Ce doux mot de « patron », si frisant à ses tympans, calme à peine son aigreur.

— Depuis que j’ai dû quitter mon poste précédent, mon pauvre vieux, il faut reconnaître que rien ne va. Il n’y a plus d’âme, partant plus de motivation profonde. Enfin, quand ces socialistes benêts nous auront cédé le terrain et que je serai ministre de l’Intérieur, ou plus exactement commissaire du peuple à l’Intérieur, je procéderai à une refonte complète de notre appareil policier.
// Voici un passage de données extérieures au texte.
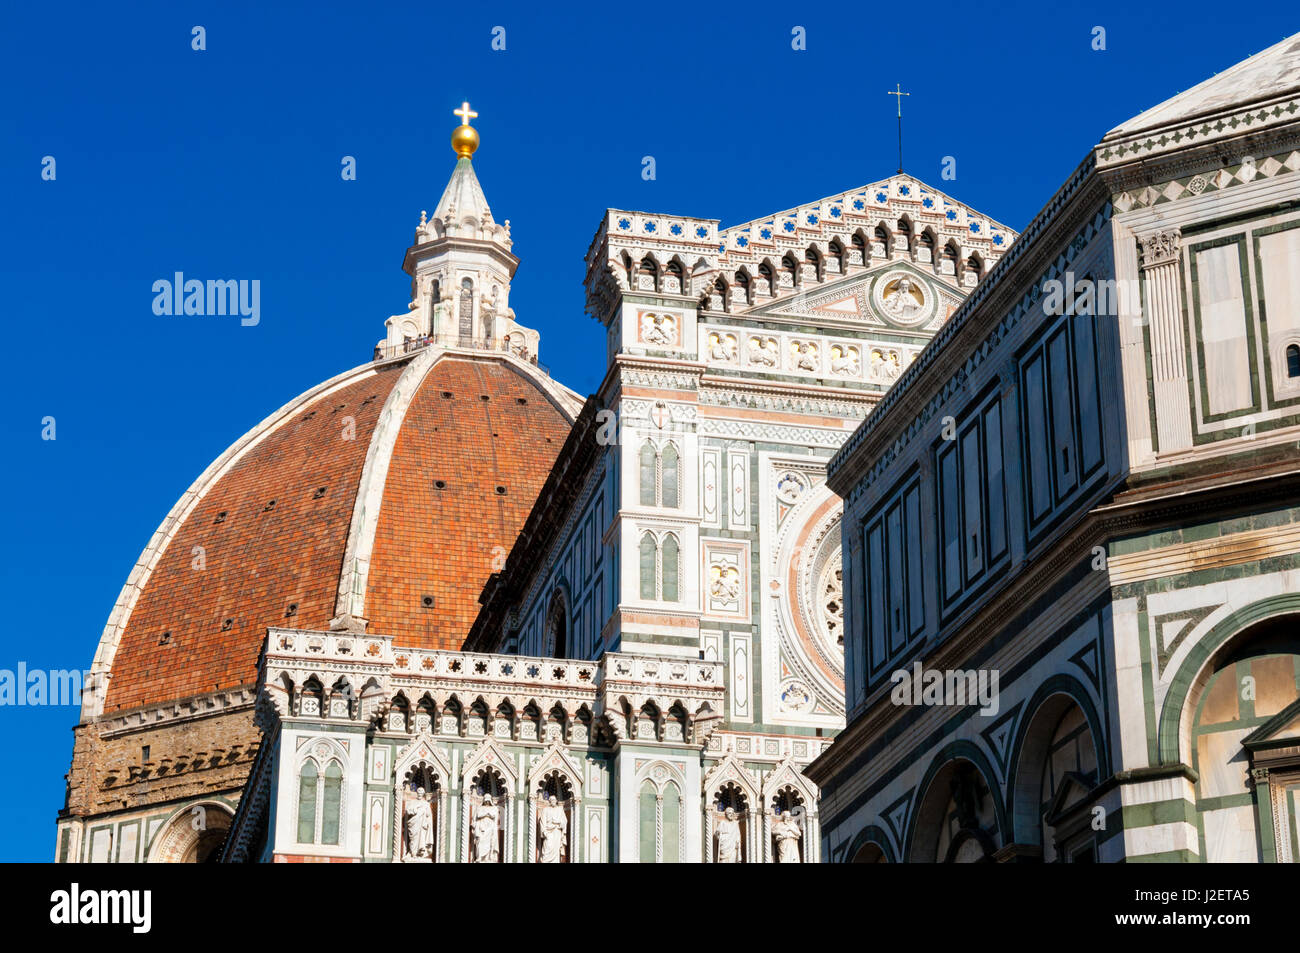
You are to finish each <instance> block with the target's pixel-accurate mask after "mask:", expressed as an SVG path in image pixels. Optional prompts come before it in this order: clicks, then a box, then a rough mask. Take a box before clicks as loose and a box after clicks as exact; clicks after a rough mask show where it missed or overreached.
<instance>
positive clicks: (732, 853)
mask: <svg viewBox="0 0 1300 953" xmlns="http://www.w3.org/2000/svg"><path fill="white" fill-rule="evenodd" d="M718 863H740V822H738V820H736V810H735V809H733V807H728V809H727V813H725V814H724V815H723V816H722V819H720V820H719V822H718Z"/></svg>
— Je n’en doute pas, patron.

Comme c’est mon tour d’enregistrer, je présente ce qu’on appelle officiellement un « titre de voyage » à la préposée, une charmante Marocaine dont le front s’orne d’un minuscule tatouage qui fait penser à trois crottes de mouche.

— Pour Genève ? dit-elle.

— Comme vous le voyez, miss.

— Des bagages ?

— Une valise.

Je dépose ladite sur la bascule dont le cadran accuse vingt-huit kilogrammes quatre cents.

C’est à cet instant précis seulement que le Dabe sursaute.

— Comment ça, Genève ? Vous ne rentrez pas à Paris avec nous ?

— Non, monsieur le ministre, je prends le vol Swissair qui décolle vingt minutes plus tard.

— Ah ! ça, en avez-vous référé à votre directeur ?

— Je le ferai après, monsieur le ministre.

— Après quoi ?

— A l’achèvement de ma mission, tout cela figurera sur mon rapport, soyez tranquille.

— Non, mais c’est l’anarchie, le bordel, la merde ! se met à hurler le Vieux et sa voix enfle, répercutée par le hall.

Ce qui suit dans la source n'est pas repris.